Podczas wspólnego wystąpienia z prezydentem Rumunii Klausem Iohannisem, prezydent Duda podkreślił, że obecność prezydenta USA na szczycie B-9 pokazuje, że "więź euroatlantycka jest cały czas żywa".
"Zainteresowanie prezydenta Stanów Zjednoczonych naszym spotkaniem, jako sojusznika, jako członka Sojuszu Północnoatlantyckiego, jako największej armii w ramach Sojuszu (...), głównodowodzącego tej armii, jasno pokazuje, że rzeczywiście współpraca euroatlantycka jest żywa także w jej bardzo szczegółowym aspekcie, jakim jest wschodnia flanka Sojuszu Północnoatlantyckiego, a więc tylko część Europy, jeszcze w dodatku ta najbardziej oddalona od Stanów Zjednoczonych" - zaznaczył.
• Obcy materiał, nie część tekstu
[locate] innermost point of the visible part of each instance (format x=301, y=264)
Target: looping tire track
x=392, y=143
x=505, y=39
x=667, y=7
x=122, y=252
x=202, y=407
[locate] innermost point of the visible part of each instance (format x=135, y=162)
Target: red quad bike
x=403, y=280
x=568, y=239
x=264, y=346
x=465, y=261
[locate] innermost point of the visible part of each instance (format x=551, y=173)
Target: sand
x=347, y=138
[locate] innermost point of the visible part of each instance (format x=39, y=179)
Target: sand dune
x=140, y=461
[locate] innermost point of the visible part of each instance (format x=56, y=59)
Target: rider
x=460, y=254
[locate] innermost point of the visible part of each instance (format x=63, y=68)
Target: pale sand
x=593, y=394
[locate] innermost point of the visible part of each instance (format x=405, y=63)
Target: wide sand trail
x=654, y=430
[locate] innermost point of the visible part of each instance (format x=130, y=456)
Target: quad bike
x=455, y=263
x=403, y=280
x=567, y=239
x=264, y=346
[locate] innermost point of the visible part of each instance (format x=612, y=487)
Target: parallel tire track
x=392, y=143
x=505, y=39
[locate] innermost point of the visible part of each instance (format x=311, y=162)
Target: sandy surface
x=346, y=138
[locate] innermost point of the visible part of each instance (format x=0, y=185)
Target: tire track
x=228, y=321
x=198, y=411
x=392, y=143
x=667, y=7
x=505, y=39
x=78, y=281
Prezydent ocenił, że obecność prezydenta USA można uznać za "absolutnie widomy znak rzeczywiście poważnego zainteresowania Stanów Zjednoczonych także naszą częścią Europy i naszym bezpieczeństwem". Zwrócił jednoczesnie uwagę na fragment poniedziałkowego wystąpienia Joe Bidena, w którym prezydent USA "mocno podkreślił zarówno fakt obowiązywania art. 5 dotyczącego gotowości do kolektywnej obrony" oraz "obecności fizycznej wojsk Stanów Zjednoczonych na wschodniej flance NATO, a więc w naszych krajach".
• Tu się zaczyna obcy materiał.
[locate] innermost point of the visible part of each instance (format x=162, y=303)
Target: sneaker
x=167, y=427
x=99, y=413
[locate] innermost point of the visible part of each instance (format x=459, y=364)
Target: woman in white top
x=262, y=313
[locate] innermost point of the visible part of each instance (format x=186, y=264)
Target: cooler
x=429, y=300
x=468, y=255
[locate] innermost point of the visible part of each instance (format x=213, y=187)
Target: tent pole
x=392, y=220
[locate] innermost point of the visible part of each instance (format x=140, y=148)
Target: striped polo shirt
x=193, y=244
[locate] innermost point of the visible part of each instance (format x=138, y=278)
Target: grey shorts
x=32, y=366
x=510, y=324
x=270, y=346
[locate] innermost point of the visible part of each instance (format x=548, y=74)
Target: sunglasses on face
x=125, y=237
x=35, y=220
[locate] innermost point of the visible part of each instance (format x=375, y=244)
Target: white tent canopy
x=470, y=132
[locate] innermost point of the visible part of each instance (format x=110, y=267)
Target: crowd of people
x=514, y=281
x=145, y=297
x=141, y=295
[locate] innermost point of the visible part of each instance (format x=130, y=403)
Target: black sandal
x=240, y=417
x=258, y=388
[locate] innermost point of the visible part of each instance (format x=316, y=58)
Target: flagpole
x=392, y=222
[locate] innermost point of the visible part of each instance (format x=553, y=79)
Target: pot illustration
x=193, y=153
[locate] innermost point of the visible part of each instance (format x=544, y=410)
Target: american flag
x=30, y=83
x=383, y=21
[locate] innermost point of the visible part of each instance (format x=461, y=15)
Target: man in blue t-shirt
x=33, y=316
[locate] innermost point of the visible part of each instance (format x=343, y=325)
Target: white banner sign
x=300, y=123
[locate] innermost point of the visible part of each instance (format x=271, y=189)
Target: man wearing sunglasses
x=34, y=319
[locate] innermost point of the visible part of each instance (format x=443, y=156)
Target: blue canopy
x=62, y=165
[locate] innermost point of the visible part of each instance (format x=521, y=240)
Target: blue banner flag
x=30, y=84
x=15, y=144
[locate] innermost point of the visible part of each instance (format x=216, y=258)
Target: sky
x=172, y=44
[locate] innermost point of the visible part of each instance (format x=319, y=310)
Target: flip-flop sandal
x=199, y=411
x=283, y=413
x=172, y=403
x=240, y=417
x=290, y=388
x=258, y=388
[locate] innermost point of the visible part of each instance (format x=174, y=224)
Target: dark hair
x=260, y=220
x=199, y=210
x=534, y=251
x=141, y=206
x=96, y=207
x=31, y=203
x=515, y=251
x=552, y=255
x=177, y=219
W tym kontekście Duda odniósł się do - jak mówił - "toczących się różnych dyskusji na temat obecności amerykańskiej" i przypomniał, że wspólne działania z prezydentem Rumunii w ostatnich latach.
"Ciągle mówi się, że Stany Zjednoczone się wycofają, pojawiają się różne pogłoski. Ja chciałbym jedną rzecz podkreślić do analizy wszystkim tym, którzy o tym dyskutują. (...) W 2014 roku nie było tutaj żadnej obecności militarnej Stanów Zjednoczonych w tej części Europy, nie było tutaj wojsk Sojuszu Północnoatlantyckiego, poza naszymi własnymi wojskami, którzy oczywiście byliśmy wtedy członkami Sojuszu Północnoatlantyckiego, ale sojuszniczej obecności tu nie było. Ta obecność to jest efekt naszej współpracy i pracy z panem prezydentem stworzenia formatu Bukareszteński Dziewiątki, którą pan prezydent (Rumunii) tu właśnie w Bukareszcie gościł w 2015 roku, tych ustaleń, które wtedy przyjęliśmy, i które później zawieźliśmy na szczyt NATO w Warszawie w 2016 roku, cały czas nad tym pracując" - zaznaczył Duda.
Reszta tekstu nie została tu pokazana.